Meggett is well known for her Gullah Geechee cooking

A Black woman in a pink shirt holding a bowl of grits.
Emily Meggett is known to many as the matriarch of Edisto Island.
Clay Williams
Erin Perkins is the editor of Eater Carolinas.

Legendary Gullah Geechee chef Emily Meggett died on Friday, April 21, at the age of 90. Known to many as the matriarch of Edisto Island, she was born on the South Carolina sea island on November 19, 1932. There, she married Jessie Meggett, and they had 10 children.

Meggett was known to many for her cooking, especially after the publication of her acclaimed cookbook Gullah Geechee Home Cooking. She writes in her introduction, “Throughout the years, I have fed too many people to count. Wherever I go, it is important to me that I do not go empty-handed. I always bring the gift of food.”

She shared her recipe for fried chicken with Eater when the book came out in 2022. Journalist Kayla Stewart writes, “Like countless other Black women who turned to cooking — and fried chicken specifically — as a vehicle for economic opportunity, Meggett has been able to use her fried chicken, along with dishes like fried fish, red rice, and chicken perloo, to forge her own path in South Carolina’s culinary space.”

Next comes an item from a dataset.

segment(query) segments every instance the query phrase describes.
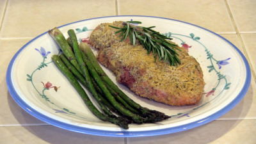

In 2019, Eater visited Meggett at her home on Edisto Island with Gullah Geechee chef B.J. Dennis. In the video, Dennis says that you don’t get any more authentic than Meggett and her cooking. She prepared a spottail bass stuffed with parsley rice. In her cookbook, she references the video, “... People all over the world have watched this video and have learned just a bit about this beautiful place, and the beautiful culture behind it. Cooking teaches, cooking heals, and cooking loves.”